12/05/2015

El mundo sin él


Cuando mi padre murió, cada mañana trataba de reconstruir el mundo sin él. Al despertar, me decía a mí misma “Tu papá murió”. Ese fue el mantra que me acompañó durante meses, hasta que la ausencia se hizo carne. Repetirlo no era, sin embargo, una rutina consciente. Solo se trataba del primer pensamiento que venía a mí apenas abría los ojos. Como si necesitara esas palabras para empezar el día. La declaración del principio de orfandad le daba un marco a mi vida. Y, por cómo estaba formulada la frase, quedaba claro que lo que decía no estaba destinado al mundo sino que era algo entre nosotras dos: yo, la que hablaba y yo, la huérfana. 
Proferido en voz alta, el mantra alcanzaba una dimensión casi religiosa que ordenaba el mundo como Dios lo ordena para el creyente. 
Mi padre murió de una enfermedad que lo colonizó por completo cuando dejó de negarla. Entonces no lo supe, pero su persistente “no” reflejaba la capacidad de luchar contra lo que lo devoraba. Estuvo enfermo durante un año aunque no se le notó hasta el último mes. Fueron treinta días de internación por brazos caídos. Hoy estoy segura de que negar es un derecho inalienable y que solamente quien lo ejerce sabe qué es lo que está preservando con esa ceguera voluntaria. 

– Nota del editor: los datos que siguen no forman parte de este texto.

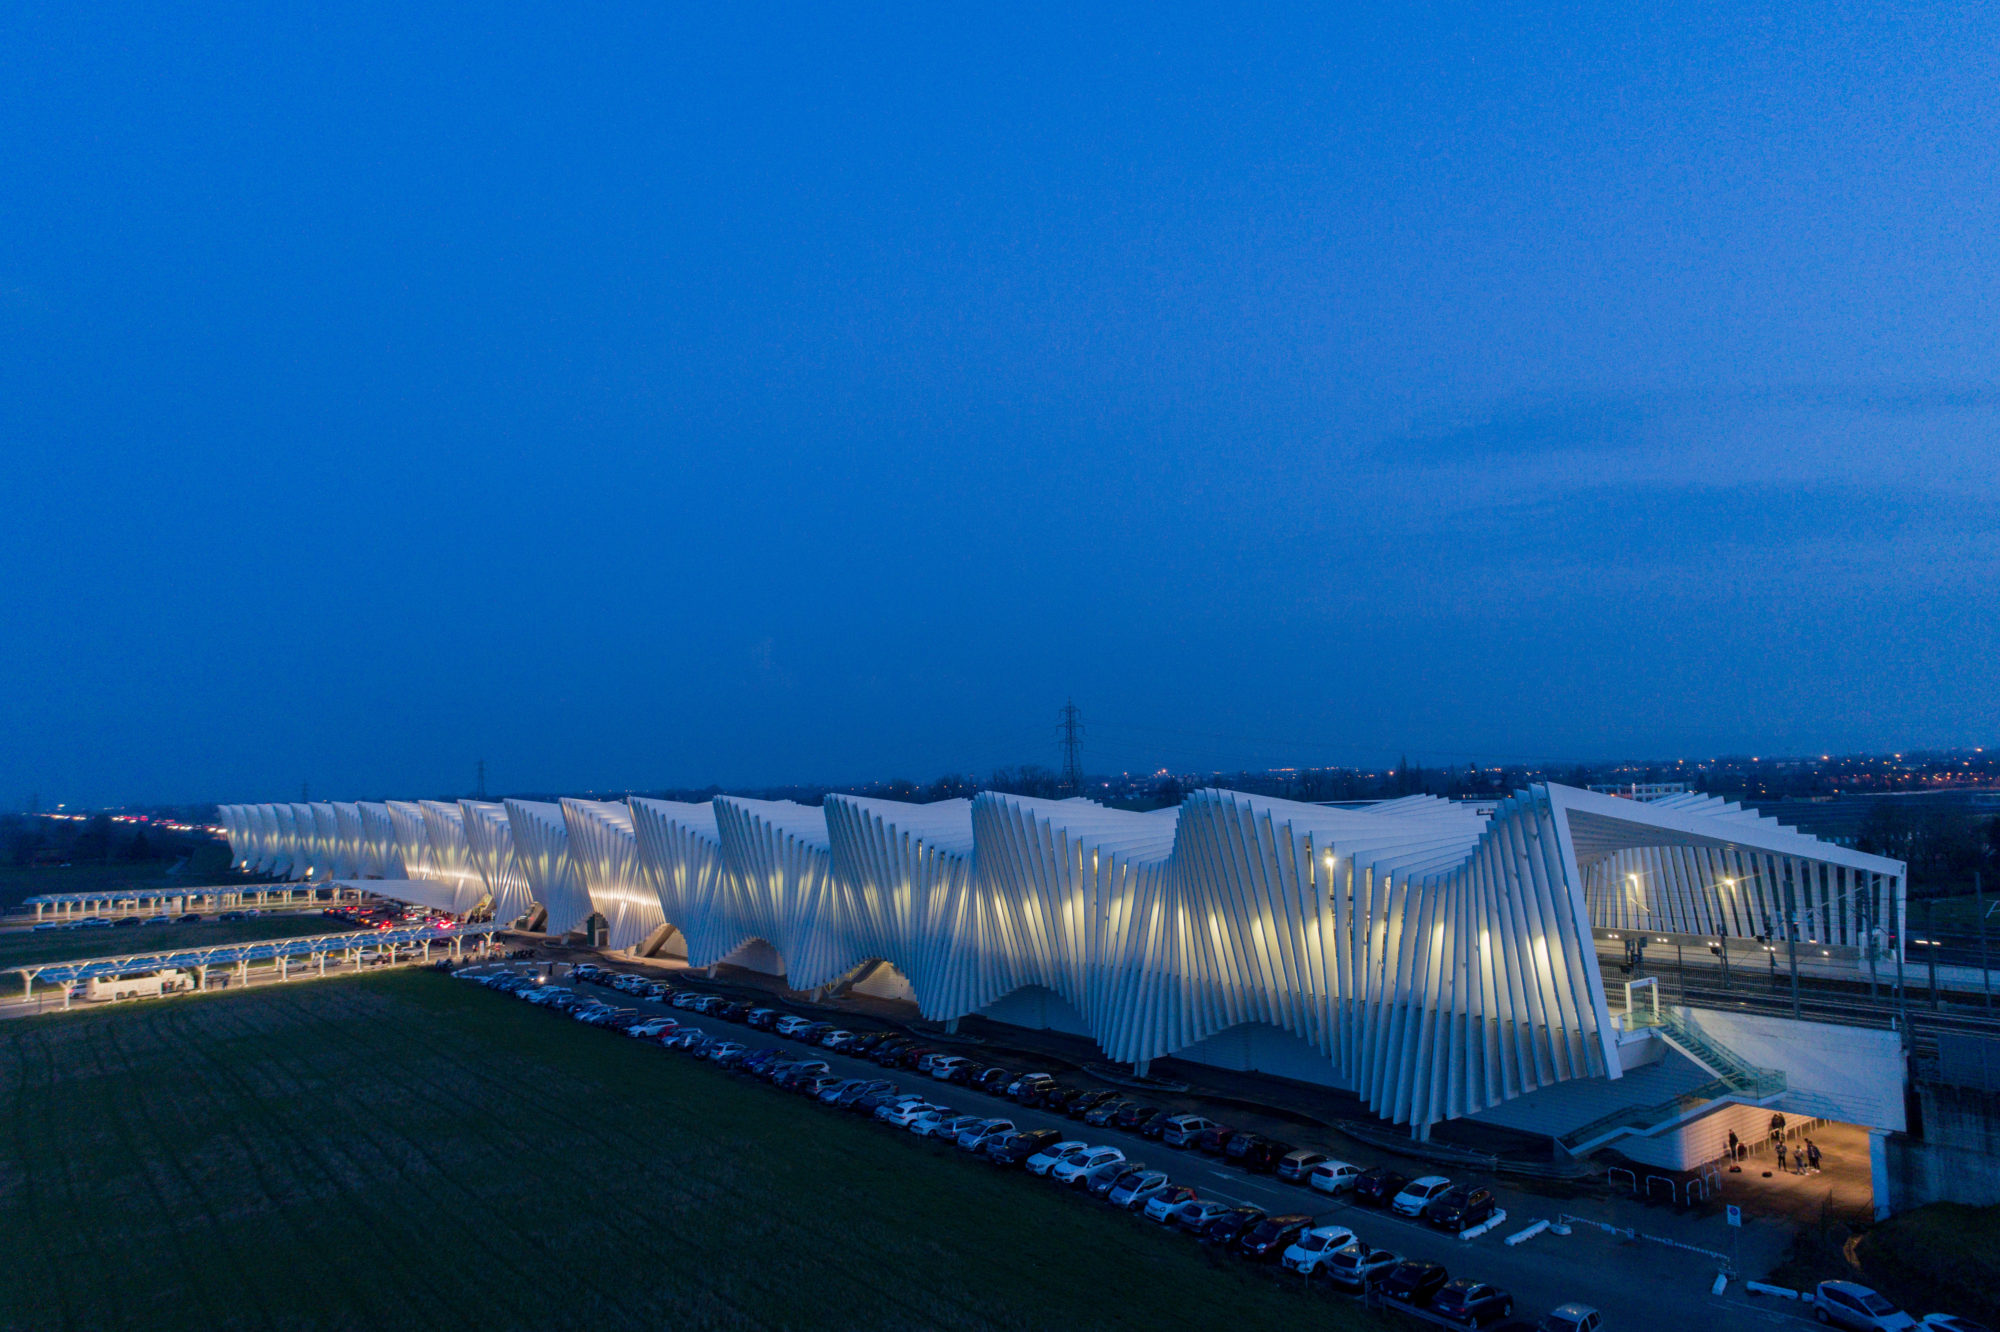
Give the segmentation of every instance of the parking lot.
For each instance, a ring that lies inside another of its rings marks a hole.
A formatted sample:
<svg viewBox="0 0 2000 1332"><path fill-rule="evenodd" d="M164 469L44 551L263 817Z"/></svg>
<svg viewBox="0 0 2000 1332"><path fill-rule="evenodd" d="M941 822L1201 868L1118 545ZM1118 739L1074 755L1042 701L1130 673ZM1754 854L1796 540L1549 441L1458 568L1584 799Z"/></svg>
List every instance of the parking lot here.
<svg viewBox="0 0 2000 1332"><path fill-rule="evenodd" d="M535 975L546 975L550 969L547 963L506 965ZM557 970L564 968L558 967ZM572 983L563 977L556 979L558 983ZM688 980L690 988L699 988L693 978ZM1716 1263L1709 1257L1684 1248L1636 1236L1609 1234L1582 1225L1575 1227L1573 1233L1567 1236L1544 1233L1518 1246L1510 1247L1505 1243L1507 1236L1535 1220L1552 1220L1564 1211L1586 1216L1601 1212L1604 1210L1601 1200L1551 1205L1518 1189L1497 1187L1495 1192L1500 1195L1501 1204L1507 1211L1506 1221L1477 1238L1460 1239L1421 1220L1391 1215L1344 1197L1329 1196L1302 1185L1285 1183L1269 1175L1249 1173L1216 1158L1169 1148L1135 1134L1108 1127L1087 1128L1076 1120L1047 1110L1026 1108L1004 1096L939 1082L910 1070L885 1071L865 1058L799 1045L773 1033L750 1030L739 1023L676 1009L664 1001L635 998L587 981L574 982L574 989L581 996L612 1002L648 1015L671 1016L683 1028L694 1028L718 1039L740 1041L753 1048L780 1048L798 1055L810 1052L812 1057L824 1060L829 1072L834 1075L889 1078L909 1091L924 1094L928 1100L967 1114L1007 1118L1023 1129L1056 1129L1065 1138L1116 1147L1130 1160L1166 1171L1176 1183L1193 1187L1203 1198L1256 1207L1272 1215L1305 1213L1313 1217L1315 1225L1349 1227L1368 1244L1391 1249L1407 1258L1441 1263L1453 1276L1476 1278L1504 1287L1513 1297L1516 1318L1533 1320L1557 1305L1580 1301L1603 1311L1606 1326L1611 1328L1662 1327L1683 1320L1690 1325L1724 1327L1761 1327L1772 1322L1798 1321L1797 1306L1753 1299L1743 1292L1740 1283L1732 1283L1721 1296L1711 1294ZM553 1019L554 1015L551 1016ZM612 1036L612 1033L588 1029L580 1029L578 1034L584 1039L610 1039ZM975 1057L978 1055L977 1047L968 1048L965 1052ZM663 1057L684 1056L663 1051ZM1022 1071L1026 1071L1025 1065ZM727 1076L720 1069L717 1075ZM771 1094L783 1093L774 1088ZM826 1113L837 1114L839 1111L829 1107ZM882 1131L902 1132L886 1125ZM926 1151L941 1153L954 1150L941 1143L933 1145L914 1135L911 1135L909 1146L916 1156ZM1372 1162L1362 1160L1355 1164L1367 1166ZM1026 1187L1061 1187L1027 1178L1022 1182ZM1493 1183L1484 1179L1472 1182ZM1101 1207L1106 1204L1088 1196L1078 1196L1076 1205ZM1133 1224L1148 1223L1135 1216ZM1732 1237L1719 1226L1714 1229L1716 1233L1712 1242L1726 1248ZM1645 1233L1641 1232L1642 1235ZM1189 1261L1199 1261L1197 1241L1190 1238L1188 1244ZM1302 1290L1306 1298L1346 1298L1321 1279L1284 1279L1298 1280L1302 1287L1307 1288Z"/></svg>

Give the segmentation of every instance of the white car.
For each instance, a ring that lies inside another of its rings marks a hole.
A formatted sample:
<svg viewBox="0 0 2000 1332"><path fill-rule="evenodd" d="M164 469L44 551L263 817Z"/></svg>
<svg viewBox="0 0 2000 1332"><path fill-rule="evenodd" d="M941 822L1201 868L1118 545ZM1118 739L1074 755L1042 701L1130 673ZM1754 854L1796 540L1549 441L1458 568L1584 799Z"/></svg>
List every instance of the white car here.
<svg viewBox="0 0 2000 1332"><path fill-rule="evenodd" d="M812 1025L811 1018L802 1018L796 1013L787 1013L778 1019L776 1031L780 1036L796 1036Z"/></svg>
<svg viewBox="0 0 2000 1332"><path fill-rule="evenodd" d="M1059 1184L1080 1184L1083 1177L1100 1166L1108 1166L1125 1159L1125 1153L1116 1147L1087 1147L1080 1152L1071 1152L1056 1162L1049 1171L1049 1178Z"/></svg>
<svg viewBox="0 0 2000 1332"><path fill-rule="evenodd" d="M904 1101L901 1104L892 1101L888 1105L878 1106L875 1118L884 1124L893 1124L897 1128L908 1128L917 1119L939 1108L929 1101Z"/></svg>
<svg viewBox="0 0 2000 1332"><path fill-rule="evenodd" d="M1354 1232L1346 1226L1314 1226L1299 1236L1279 1261L1300 1276L1310 1276L1321 1262L1354 1243Z"/></svg>
<svg viewBox="0 0 2000 1332"><path fill-rule="evenodd" d="M971 1062L964 1055L938 1055L931 1060L931 1076L939 1082L949 1082L953 1069Z"/></svg>
<svg viewBox="0 0 2000 1332"><path fill-rule="evenodd" d="M1361 1167L1345 1161L1321 1161L1306 1176L1306 1183L1321 1193L1345 1193L1361 1178Z"/></svg>
<svg viewBox="0 0 2000 1332"><path fill-rule="evenodd" d="M644 1040L648 1036L658 1036L661 1032L672 1031L675 1027L678 1027L679 1025L680 1023L674 1021L672 1018L667 1018L667 1017L647 1018L644 1022L635 1022L631 1026L625 1028L625 1034L627 1036L636 1036L640 1040Z"/></svg>
<svg viewBox="0 0 2000 1332"><path fill-rule="evenodd" d="M968 1152L976 1152L995 1138L1004 1138L1014 1131L1011 1119L979 1119L958 1131L958 1145Z"/></svg>
<svg viewBox="0 0 2000 1332"><path fill-rule="evenodd" d="M743 1042L741 1041L717 1041L715 1044L709 1046L708 1048L698 1051L695 1057L697 1059L706 1059L710 1063L715 1063L719 1060L727 1058L730 1055L742 1054L743 1050L744 1050L744 1045Z"/></svg>
<svg viewBox="0 0 2000 1332"><path fill-rule="evenodd" d="M1158 1193L1146 1199L1146 1219L1148 1221L1157 1221L1164 1226L1174 1219L1181 1208L1186 1207L1189 1203L1200 1201L1201 1199L1195 1196L1195 1191L1187 1187L1187 1185L1169 1184L1166 1188L1161 1189Z"/></svg>
<svg viewBox="0 0 2000 1332"><path fill-rule="evenodd" d="M846 1091L849 1087L865 1081L867 1081L866 1078L842 1078L831 1087L820 1088L819 1099L822 1101L837 1101L840 1099L842 1092Z"/></svg>
<svg viewBox="0 0 2000 1332"><path fill-rule="evenodd" d="M1081 1138L1065 1138L1061 1142L1052 1142L1028 1158L1026 1162L1028 1173L1046 1175L1055 1169L1058 1162L1068 1159L1071 1152L1080 1152L1088 1146L1090 1144Z"/></svg>
<svg viewBox="0 0 2000 1332"><path fill-rule="evenodd" d="M1113 1207L1144 1207L1165 1193L1172 1183L1164 1170L1141 1170L1114 1184L1111 1192L1105 1195L1105 1201Z"/></svg>
<svg viewBox="0 0 2000 1332"><path fill-rule="evenodd" d="M950 1106L938 1105L938 1106L932 1106L929 1110L926 1110L923 1114L918 1115L915 1119L911 1120L908 1124L904 1125L904 1127L909 1129L910 1132L916 1134L919 1138L928 1138L931 1135L935 1134L944 1125L954 1123L957 1120L963 1118L965 1118L964 1115L952 1109Z"/></svg>
<svg viewBox="0 0 2000 1332"><path fill-rule="evenodd" d="M1396 1201L1389 1205L1398 1216L1422 1216L1424 1209L1450 1187L1451 1181L1443 1175L1425 1175L1422 1179L1411 1180L1396 1195Z"/></svg>

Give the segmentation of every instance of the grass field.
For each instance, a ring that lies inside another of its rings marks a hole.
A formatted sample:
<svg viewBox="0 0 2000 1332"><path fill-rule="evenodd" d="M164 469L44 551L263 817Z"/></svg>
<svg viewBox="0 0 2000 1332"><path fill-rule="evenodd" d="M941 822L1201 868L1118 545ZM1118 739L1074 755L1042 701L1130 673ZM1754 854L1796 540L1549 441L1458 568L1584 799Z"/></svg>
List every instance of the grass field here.
<svg viewBox="0 0 2000 1332"><path fill-rule="evenodd" d="M432 972L0 1024L0 1326L1372 1326Z"/></svg>
<svg viewBox="0 0 2000 1332"><path fill-rule="evenodd" d="M178 879L167 877L177 862L160 860L85 861L55 865L0 865L0 911L12 911L37 893L101 893L118 888L172 888L189 884L253 883L229 872L229 851L220 843L197 847Z"/></svg>
<svg viewBox="0 0 2000 1332"><path fill-rule="evenodd" d="M0 932L0 968L31 962L68 962L127 953L159 953L178 948L260 939L297 939L307 934L343 933L338 921L317 911L249 920L215 920L199 925L131 925L108 930L7 930ZM18 980L19 978L16 977Z"/></svg>
<svg viewBox="0 0 2000 1332"><path fill-rule="evenodd" d="M1862 1236L1856 1256L1861 1279L1913 1313L2000 1322L2000 1207L1915 1208Z"/></svg>

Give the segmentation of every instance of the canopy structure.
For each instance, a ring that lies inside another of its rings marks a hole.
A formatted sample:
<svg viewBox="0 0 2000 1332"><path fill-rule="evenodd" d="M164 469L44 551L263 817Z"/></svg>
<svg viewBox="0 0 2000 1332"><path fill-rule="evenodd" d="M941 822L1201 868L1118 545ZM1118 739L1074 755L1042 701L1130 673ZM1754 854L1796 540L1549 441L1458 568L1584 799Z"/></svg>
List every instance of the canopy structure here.
<svg viewBox="0 0 2000 1332"><path fill-rule="evenodd" d="M289 805L230 806L240 863L343 863ZM509 800L358 806L356 887L463 912L661 925L696 966L773 950L804 989L887 963L926 1016L1059 996L1143 1063L1231 1028L1290 1033L1418 1128L1622 1076L1594 929L1900 946L1904 867L1726 802L1539 784L1490 807L1204 790L1135 814L986 792L821 806ZM394 890L385 880L401 880Z"/></svg>

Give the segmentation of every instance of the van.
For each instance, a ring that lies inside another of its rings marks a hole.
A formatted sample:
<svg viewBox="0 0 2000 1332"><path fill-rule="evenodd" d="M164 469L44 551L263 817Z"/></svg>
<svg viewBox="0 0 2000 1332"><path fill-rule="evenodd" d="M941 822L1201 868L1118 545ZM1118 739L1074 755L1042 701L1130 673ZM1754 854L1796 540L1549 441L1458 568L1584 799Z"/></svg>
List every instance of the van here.
<svg viewBox="0 0 2000 1332"><path fill-rule="evenodd" d="M1192 1147L1195 1139L1212 1128L1222 1126L1201 1115L1175 1115L1167 1121L1166 1131L1160 1134L1160 1141L1169 1147Z"/></svg>

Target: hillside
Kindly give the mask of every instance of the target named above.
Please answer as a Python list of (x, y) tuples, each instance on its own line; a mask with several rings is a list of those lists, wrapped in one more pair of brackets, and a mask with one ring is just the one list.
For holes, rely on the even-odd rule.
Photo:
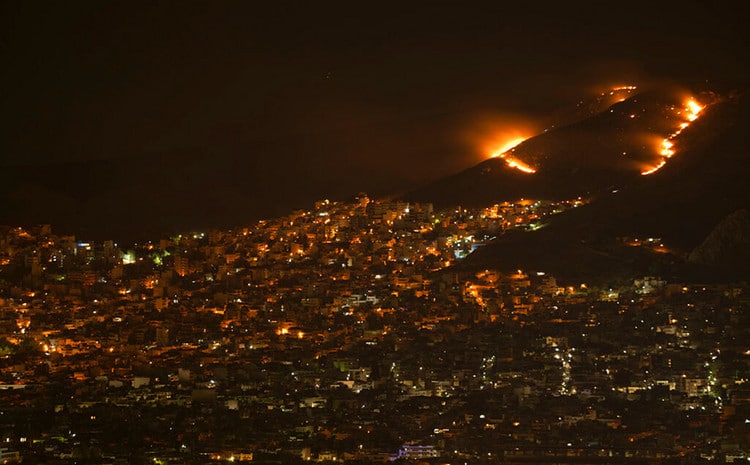
[[(403, 197), (438, 206), (479, 206), (523, 197), (563, 200), (623, 187), (662, 161), (663, 140), (689, 123), (684, 107), (691, 95), (698, 95), (706, 110), (720, 101), (709, 92), (646, 90), (572, 124), (548, 129), (507, 153), (508, 160), (522, 161), (533, 174), (512, 169), (501, 155)], [(680, 134), (679, 143), (687, 139)]]
[[(681, 135), (679, 155), (654, 174), (600, 193), (539, 231), (500, 237), (464, 266), (531, 267), (570, 279), (618, 270), (694, 271), (685, 263), (688, 254), (725, 217), (750, 207), (747, 100), (747, 94), (735, 95), (709, 107)], [(649, 237), (663, 243), (658, 254), (623, 245), (627, 238)]]

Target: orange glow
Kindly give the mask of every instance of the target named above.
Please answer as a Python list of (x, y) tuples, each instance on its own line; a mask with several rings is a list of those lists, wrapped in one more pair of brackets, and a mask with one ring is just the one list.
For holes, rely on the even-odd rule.
[(505, 163), (508, 165), (509, 168), (514, 168), (514, 169), (523, 171), (524, 173), (528, 173), (528, 174), (536, 173), (536, 170), (534, 168), (522, 162), (518, 158), (511, 157), (510, 155), (508, 155), (507, 152), (501, 153), (499, 155), (493, 155), (493, 157), (500, 157), (503, 160), (505, 160)]
[(592, 94), (599, 94), (600, 97), (611, 96), (617, 97), (617, 100), (619, 100), (623, 95), (630, 94), (636, 89), (638, 89), (636, 86), (630, 84), (609, 83), (592, 87), (590, 91)]
[(664, 139), (661, 141), (661, 156), (665, 158), (669, 158), (672, 155), (674, 155), (674, 143), (668, 139)]
[(701, 106), (693, 99), (689, 99), (687, 103), (685, 103), (685, 107), (685, 109), (688, 111), (687, 118), (689, 121), (695, 121), (696, 119), (698, 119), (701, 111), (703, 111), (703, 106)]
[(701, 112), (705, 108), (705, 106), (701, 105), (700, 103), (696, 102), (693, 98), (688, 98), (685, 103), (685, 107), (682, 110), (676, 111), (676, 114), (684, 119), (682, 121), (677, 129), (671, 134), (669, 134), (667, 137), (661, 139), (661, 142), (659, 144), (659, 155), (661, 155), (663, 158), (662, 160), (654, 167), (650, 167), (648, 169), (645, 169), (644, 171), (641, 171), (641, 174), (644, 176), (647, 176), (649, 174), (653, 174), (657, 172), (661, 167), (667, 164), (667, 159), (674, 156), (676, 153), (674, 148), (674, 142), (672, 142), (677, 136), (682, 133), (682, 131), (690, 126), (690, 123), (697, 120), (700, 116)]
[(612, 88), (612, 90), (609, 93), (611, 94), (611, 93), (618, 92), (621, 90), (631, 91), (631, 90), (636, 90), (636, 89), (637, 89), (636, 86), (615, 86)]
[[(511, 168), (531, 169), (518, 159), (510, 158), (507, 152), (513, 150), (529, 137), (539, 134), (540, 129), (522, 115), (484, 114), (477, 115), (470, 127), (462, 131), (462, 138), (473, 146), (482, 158), (504, 158)], [(511, 164), (512, 163), (512, 164)]]
[[(512, 129), (494, 129), (490, 136), (483, 136), (479, 141), (482, 153), (489, 154), (491, 158), (504, 158), (506, 160), (512, 159), (509, 157), (509, 153), (520, 143), (534, 136), (536, 131), (530, 127), (519, 127), (513, 126)], [(519, 166), (527, 166), (524, 163), (517, 161)], [(515, 168), (508, 163), (508, 166)]]
[[(637, 87), (633, 85), (615, 84), (596, 86), (595, 88), (591, 89), (591, 91), (599, 95), (599, 99), (602, 104), (609, 106), (614, 103), (625, 101), (633, 94), (636, 89)], [(581, 102), (583, 103), (583, 101)]]
[(518, 145), (521, 142), (525, 141), (526, 139), (528, 139), (528, 137), (516, 137), (516, 138), (509, 139), (509, 140), (503, 142), (503, 145), (500, 148), (496, 149), (492, 153), (491, 157), (495, 158), (495, 157), (501, 156), (502, 154), (504, 154), (505, 152), (510, 151), (513, 147), (515, 147), (516, 145)]
[(509, 168), (514, 168), (524, 173), (532, 174), (536, 173), (536, 170), (528, 164), (522, 162), (516, 157), (510, 155), (511, 152), (518, 144), (528, 139), (528, 136), (511, 136), (509, 139), (503, 140), (499, 144), (499, 148), (492, 150), (490, 153), (491, 158), (502, 158)]
[(647, 169), (645, 171), (641, 171), (641, 174), (644, 175), (644, 176), (647, 176), (649, 174), (656, 173), (657, 171), (659, 171), (659, 169), (661, 169), (662, 166), (664, 166), (666, 164), (667, 164), (667, 162), (664, 161), (664, 160), (662, 160), (662, 161), (659, 162), (658, 165), (654, 166), (653, 168)]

En realidad, mi papá había empezado a morir mucho antes a causa de una irremediable frustración. Las personas que han pasado los tres cuartos de siglo no deberían frustrarse, simplemente porque ya no tienen demasiado tiempo para levantarse y volver a empezar. Desde que, con casi ochenta años, dejó de trabajar, lo invadió el resentimiento. Aunque manejaba su auto, viajaba, leía, se interesaba por la actualidad y la política, y era capaz de sostener interesantes conversaciones, su íntima convicción era que había llegado a esa etapa de vejez contemplativa que odiaba y, a la vez, temía. No puedo culparlo, yo misma le temo a ese tiempo de obsolescencia programada que se extiende sin más horizonte que la muerte. 
Su progresivo abandono se manifestaba en frases sin esperanza y cierto mal humor. En un pesimismo persistente. En silencios incómodos. En la amarga aceptación de la ancianidad como destino. Eso era, al mismo tiempo, leve y notorio. Resultaba, por esos días, difícil sacarle una sonrisa. Y todos fuimos perdiendo las ganas de intentarlo. Ahora que lo pienso, él también debe haberse sentido abandonado a su desazón. 
La poca simpatía que conservó la reservaba a los extraños. Para verlo como era antes, había que salir con él a la calle y sentir envidia de la cajera del supermercado, el encargado del edificio donde vivía o algún vecino con el que se cruzaba a diario, que eran quienes podían gozar de sus bromas y sus palabras amables. Esos extraños, los ajenos, no se cansaban de resaltar su alegría y su optimismo contagioso. Pero nosotros, los propios, sabíamos que era una máscara que caía sin piedad cuando atravesaba el umbral que separaba lo público de lo privado.
En un momento, solo nos quedó su humanidad algo abatida en los aprestos para la retirada. 
Hay días en que extraño a mi papá. Y extraño al que murió porque era el que me recordaba a aquel que había dejado de ser mucho antes de morir.